2月24日放送の『中山泰秀のやすトラダムス』(Kiss FM KOBEで毎週日曜24:00-25:00放送)は、中山氏がTPP交渉参加問題について解説したほか、竹島問題をめぐる日韓関係などについて語った。
TPPのルール作りに参加しなければ、反対すら主張できない
中山 ワシントンを訪れていた安倍(晋三)首相が2月24日、オバマ大統領との初の日米首脳会談を終えて帰国しました。
焦点のTPP(環太平洋パートナーシップ協定)について両首脳は、「交渉参加に際し、一方的に全ての関税を撤廃することをあらかじめ約束することを求められるものではない」などとした共同声明を発表。安倍首相は、聖域なき関税撤廃が前提ではないことが確認されたとして、早期に交渉参加を決断したい考えだと報じられました。

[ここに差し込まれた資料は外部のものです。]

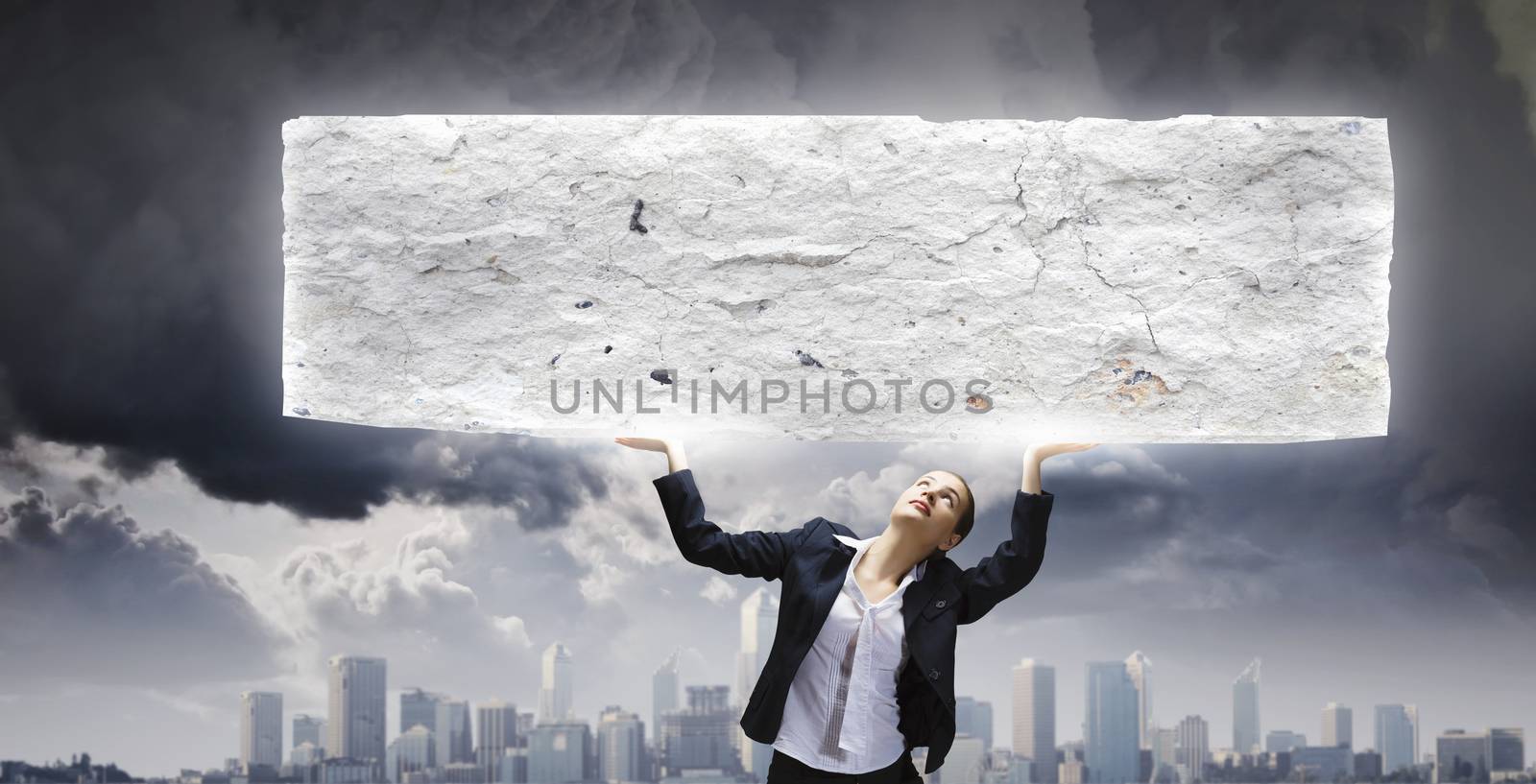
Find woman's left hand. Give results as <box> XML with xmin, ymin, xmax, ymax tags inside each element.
<box><xmin>1027</xmin><ymin>441</ymin><xmax>1098</xmax><ymax>461</ymax></box>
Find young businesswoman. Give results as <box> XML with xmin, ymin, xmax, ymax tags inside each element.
<box><xmin>614</xmin><ymin>438</ymin><xmax>1095</xmax><ymax>784</ymax></box>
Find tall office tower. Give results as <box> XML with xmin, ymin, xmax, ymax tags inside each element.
<box><xmin>433</xmin><ymin>697</ymin><xmax>474</xmax><ymax>766</ymax></box>
<box><xmin>1014</xmin><ymin>658</ymin><xmax>1057</xmax><ymax>784</ymax></box>
<box><xmin>1083</xmin><ymin>661</ymin><xmax>1141</xmax><ymax>784</ymax></box>
<box><xmin>1403</xmin><ymin>705</ymin><xmax>1419</xmax><ymax>766</ymax></box>
<box><xmin>597</xmin><ymin>705</ymin><xmax>648</xmax><ymax>781</ymax></box>
<box><xmin>240</xmin><ymin>692</ymin><xmax>282</xmax><ymax>773</ymax></box>
<box><xmin>1264</xmin><ymin>730</ymin><xmax>1308</xmax><ymax>753</ymax></box>
<box><xmin>1377</xmin><ymin>704</ymin><xmax>1413</xmax><ymax>773</ymax></box>
<box><xmin>1149</xmin><ymin>725</ymin><xmax>1178</xmax><ymax>782</ymax></box>
<box><xmin>384</xmin><ymin>723</ymin><xmax>438</xmax><ymax>781</ymax></box>
<box><xmin>940</xmin><ymin>735</ymin><xmax>988</xmax><ymax>784</ymax></box>
<box><xmin>947</xmin><ymin>697</ymin><xmax>993</xmax><ymax>754</ymax></box>
<box><xmin>325</xmin><ymin>656</ymin><xmax>387</xmax><ymax>763</ymax></box>
<box><xmin>1173</xmin><ymin>713</ymin><xmax>1211</xmax><ymax>784</ymax></box>
<box><xmin>528</xmin><ymin>720</ymin><xmax>596</xmax><ymax>784</ymax></box>
<box><xmin>474</xmin><ymin>700</ymin><xmax>517</xmax><ymax>781</ymax></box>
<box><xmin>1323</xmin><ymin>702</ymin><xmax>1355</xmax><ymax>748</ymax></box>
<box><xmin>294</xmin><ymin>713</ymin><xmax>325</xmax><ymax>748</ymax></box>
<box><xmin>399</xmin><ymin>687</ymin><xmax>443</xmax><ymax>732</ymax></box>
<box><xmin>540</xmin><ymin>643</ymin><xmax>576</xmax><ymax>721</ymax></box>
<box><xmin>1488</xmin><ymin>727</ymin><xmax>1525</xmax><ymax>773</ymax></box>
<box><xmin>651</xmin><ymin>651</ymin><xmax>679</xmax><ymax>748</ymax></box>
<box><xmin>1232</xmin><ymin>656</ymin><xmax>1260</xmax><ymax>753</ymax></box>
<box><xmin>1434</xmin><ymin>728</ymin><xmax>1493</xmax><ymax>782</ymax></box>
<box><xmin>660</xmin><ymin>686</ymin><xmax>742</xmax><ymax>774</ymax></box>
<box><xmin>1126</xmin><ymin>651</ymin><xmax>1152</xmax><ymax>748</ymax></box>
<box><xmin>735</xmin><ymin>587</ymin><xmax>779</xmax><ymax>781</ymax></box>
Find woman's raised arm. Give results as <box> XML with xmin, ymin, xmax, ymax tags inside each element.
<box><xmin>612</xmin><ymin>438</ymin><xmax>819</xmax><ymax>580</ymax></box>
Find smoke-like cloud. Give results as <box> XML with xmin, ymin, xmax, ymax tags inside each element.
<box><xmin>0</xmin><ymin>487</ymin><xmax>289</xmax><ymax>692</ymax></box>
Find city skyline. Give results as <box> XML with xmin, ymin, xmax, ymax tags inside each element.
<box><xmin>0</xmin><ymin>0</ymin><xmax>1536</xmax><ymax>774</ymax></box>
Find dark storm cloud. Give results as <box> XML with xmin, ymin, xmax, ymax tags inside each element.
<box><xmin>1068</xmin><ymin>0</ymin><xmax>1536</xmax><ymax>617</ymax></box>
<box><xmin>0</xmin><ymin>487</ymin><xmax>286</xmax><ymax>692</ymax></box>
<box><xmin>0</xmin><ymin>0</ymin><xmax>1536</xmax><ymax>607</ymax></box>
<box><xmin>0</xmin><ymin>3</ymin><xmax>709</xmax><ymax>526</ymax></box>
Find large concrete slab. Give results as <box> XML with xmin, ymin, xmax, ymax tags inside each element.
<box><xmin>282</xmin><ymin>115</ymin><xmax>1393</xmax><ymax>441</ymax></box>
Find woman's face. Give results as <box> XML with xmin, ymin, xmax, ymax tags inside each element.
<box><xmin>891</xmin><ymin>471</ymin><xmax>970</xmax><ymax>548</ymax></box>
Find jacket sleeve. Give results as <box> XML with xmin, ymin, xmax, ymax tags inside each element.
<box><xmin>955</xmin><ymin>489</ymin><xmax>1055</xmax><ymax>623</ymax></box>
<box><xmin>653</xmin><ymin>468</ymin><xmax>819</xmax><ymax>580</ymax></box>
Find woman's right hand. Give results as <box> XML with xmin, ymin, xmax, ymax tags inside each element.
<box><xmin>612</xmin><ymin>436</ymin><xmax>671</xmax><ymax>453</ymax></box>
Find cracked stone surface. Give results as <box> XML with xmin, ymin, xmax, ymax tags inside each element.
<box><xmin>282</xmin><ymin>115</ymin><xmax>1393</xmax><ymax>441</ymax></box>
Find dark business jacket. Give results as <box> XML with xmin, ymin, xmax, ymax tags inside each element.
<box><xmin>655</xmin><ymin>468</ymin><xmax>1055</xmax><ymax>773</ymax></box>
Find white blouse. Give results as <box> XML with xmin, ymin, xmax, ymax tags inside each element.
<box><xmin>773</xmin><ymin>534</ymin><xmax>927</xmax><ymax>773</ymax></box>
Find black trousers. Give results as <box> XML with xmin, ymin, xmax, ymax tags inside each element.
<box><xmin>765</xmin><ymin>748</ymin><xmax>924</xmax><ymax>784</ymax></box>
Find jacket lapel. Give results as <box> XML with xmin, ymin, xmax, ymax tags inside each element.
<box><xmin>901</xmin><ymin>561</ymin><xmax>943</xmax><ymax>634</ymax></box>
<box><xmin>816</xmin><ymin>535</ymin><xmax>943</xmax><ymax>645</ymax></box>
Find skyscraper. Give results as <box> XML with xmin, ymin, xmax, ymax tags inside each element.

今回の日米首脳会談に関する報道は、各国のメディアによって大きく異なるようです。例えば、中国メディアは安倍首相が米国側に冷遇されたとする否定的な報道ぶりである一方、韓国のあるメディアは日米関係の改善によって、米韓あるいは日米韓の関係にもプラスになると評価しています。
色々な意見がありますが、私は前民主党政権の3年3カ月で崩れた日米関係を再構築する良いきっかけになったと思います。米国政府は安倍首相をリラックスした雰囲気で歓迎してくれたと感じましたし、会談も和やかなムードで進み、両首脳が歩み寄る様子も見られました。
普天間基地移設問題をめぐる鳩山(由紀夫)元首相の「トラストミー」発言をはじめ、民主党政権の失政の繰り返しで日本の信用が損なわれていた中、オバマ大統領も久々に“打てば響く”相手が来たと感じたのではないでしょうか。
国内では、日本がTPP交渉参加の場に引きずり出されたのでは、という意見もありますが、私はそうは思いません。自民党の政権公約集(Jファイル)には「聖域なき関税撤廃を前提条件とする以上は交渉に参加しない」と明記しており、安倍首相はその国民との約束にのっとって判断するとオバマ大統領に伝えてから会談に臨んでいます。
ですから、今後もしっかりと議論を重ねていくことが大事だと思います。また一方、食料自給率がカロリーベースで約40%と、多くを輸入に依存している日本が、今後いかに食料を安定的に供給すべきなのかを考える必要があります。
そのためにも、まずは世界に出てルール作りから参加し、決まったルールの中で国として最大限の利益を追求すべきではないでしょうか。例えば自分の住む街でも、より良い地域づくりをしようと思ったら、自治会の会合を開いて参加するのは当然です。